TPC has projected Rs18,000 crore investment for Mundra and Rs10,000-11,000 crore for the Maharashtra project. Of the Rs18,000 crore, the loan portion will be around Rs12,000 crore and in the case of the Maharashtra project, the debt component will be Rs7,000-8,000 crore. The balance will come from internal accruals.
TPC MD Prasad Menon said the company would explore the option of approaching International Finance Corporation, Asian Development Bank and other foreign agencies. Besides, it will also seek loans from Indian financial institutions and consider a preferential rights issue.
Moreover, Menon said the company would re-look at its existing investment in Tata group companies and unlock value at the right time. He, however, added the company had not taken any decision on this as yet. TPC will use the 800-mw super-critical technologies for the Mundra project and has already inked a contract for a complete boiler island scope on EPC basis with Doosan.

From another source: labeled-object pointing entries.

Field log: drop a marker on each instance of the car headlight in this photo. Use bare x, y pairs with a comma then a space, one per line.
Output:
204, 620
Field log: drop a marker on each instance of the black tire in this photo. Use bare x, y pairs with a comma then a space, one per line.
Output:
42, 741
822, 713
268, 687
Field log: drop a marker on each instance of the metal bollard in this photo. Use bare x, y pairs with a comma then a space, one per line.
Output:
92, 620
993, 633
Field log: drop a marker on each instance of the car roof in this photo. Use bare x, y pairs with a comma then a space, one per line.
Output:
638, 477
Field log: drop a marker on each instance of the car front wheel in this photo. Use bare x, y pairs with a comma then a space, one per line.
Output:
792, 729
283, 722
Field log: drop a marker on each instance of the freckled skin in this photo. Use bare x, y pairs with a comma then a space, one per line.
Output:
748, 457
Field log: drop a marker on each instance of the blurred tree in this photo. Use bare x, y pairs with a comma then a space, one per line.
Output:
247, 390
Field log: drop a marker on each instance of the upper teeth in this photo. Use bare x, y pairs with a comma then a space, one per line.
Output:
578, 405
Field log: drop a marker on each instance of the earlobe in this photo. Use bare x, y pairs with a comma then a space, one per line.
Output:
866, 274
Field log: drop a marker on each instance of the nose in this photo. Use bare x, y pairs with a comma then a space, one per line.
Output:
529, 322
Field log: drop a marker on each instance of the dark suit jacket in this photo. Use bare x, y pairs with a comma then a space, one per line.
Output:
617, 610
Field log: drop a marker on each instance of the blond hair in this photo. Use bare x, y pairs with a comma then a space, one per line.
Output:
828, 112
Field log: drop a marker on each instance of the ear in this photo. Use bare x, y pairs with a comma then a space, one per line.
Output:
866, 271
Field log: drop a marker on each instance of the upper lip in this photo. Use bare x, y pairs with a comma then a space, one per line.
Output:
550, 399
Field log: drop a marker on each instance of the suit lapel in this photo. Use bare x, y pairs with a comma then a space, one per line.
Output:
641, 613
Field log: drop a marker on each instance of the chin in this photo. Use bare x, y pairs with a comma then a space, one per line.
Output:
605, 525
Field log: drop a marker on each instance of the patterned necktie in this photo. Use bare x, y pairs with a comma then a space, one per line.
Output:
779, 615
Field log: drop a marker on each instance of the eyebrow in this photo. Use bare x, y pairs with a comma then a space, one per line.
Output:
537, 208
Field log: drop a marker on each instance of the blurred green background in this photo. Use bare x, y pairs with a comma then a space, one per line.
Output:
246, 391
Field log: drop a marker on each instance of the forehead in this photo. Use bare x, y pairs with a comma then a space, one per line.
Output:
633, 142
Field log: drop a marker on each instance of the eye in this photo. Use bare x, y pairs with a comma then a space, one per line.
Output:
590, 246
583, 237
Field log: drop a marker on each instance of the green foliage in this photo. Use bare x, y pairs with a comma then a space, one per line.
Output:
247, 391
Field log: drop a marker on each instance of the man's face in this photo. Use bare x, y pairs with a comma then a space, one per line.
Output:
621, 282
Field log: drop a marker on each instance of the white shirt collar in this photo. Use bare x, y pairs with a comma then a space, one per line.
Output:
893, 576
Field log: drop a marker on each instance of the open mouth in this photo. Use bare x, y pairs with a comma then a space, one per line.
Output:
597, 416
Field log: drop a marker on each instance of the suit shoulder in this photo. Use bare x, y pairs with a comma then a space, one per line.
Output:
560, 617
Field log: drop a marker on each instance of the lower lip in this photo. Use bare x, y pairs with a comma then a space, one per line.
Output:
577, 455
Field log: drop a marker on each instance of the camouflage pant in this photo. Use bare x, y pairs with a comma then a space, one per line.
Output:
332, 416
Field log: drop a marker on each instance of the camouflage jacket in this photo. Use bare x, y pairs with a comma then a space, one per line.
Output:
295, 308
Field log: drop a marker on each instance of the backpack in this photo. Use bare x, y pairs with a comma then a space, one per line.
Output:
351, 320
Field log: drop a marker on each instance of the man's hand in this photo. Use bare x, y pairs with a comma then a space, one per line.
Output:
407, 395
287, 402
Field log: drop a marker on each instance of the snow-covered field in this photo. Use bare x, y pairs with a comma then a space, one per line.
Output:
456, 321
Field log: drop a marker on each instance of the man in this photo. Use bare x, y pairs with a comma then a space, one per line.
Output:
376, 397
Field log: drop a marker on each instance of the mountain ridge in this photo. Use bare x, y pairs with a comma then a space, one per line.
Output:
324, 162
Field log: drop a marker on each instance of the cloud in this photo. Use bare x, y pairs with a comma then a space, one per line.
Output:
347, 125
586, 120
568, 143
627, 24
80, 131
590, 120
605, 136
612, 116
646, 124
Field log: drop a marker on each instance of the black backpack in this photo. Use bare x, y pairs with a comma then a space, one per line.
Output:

For the current financial year, the company has planned a capex of Rs2,600 crore. Of Rs2,600 crore, Rs750 crore will be needed for Trombay's 250-mw unit, Rs400 crore for Haldia Met Coke (120 mw), DG sets phase I (Rs123 crore), Rs80 crore for land acquisition for the Maharashtra project and Rs500 crore for a wind power project in Maharashtra.
Menon said the $1.2-billion acquisition of Bumi mining companies in Indonesia would be funded through a debt of $950 million, of which $650 million would be non-recourse and $350 million through SPV with recourse.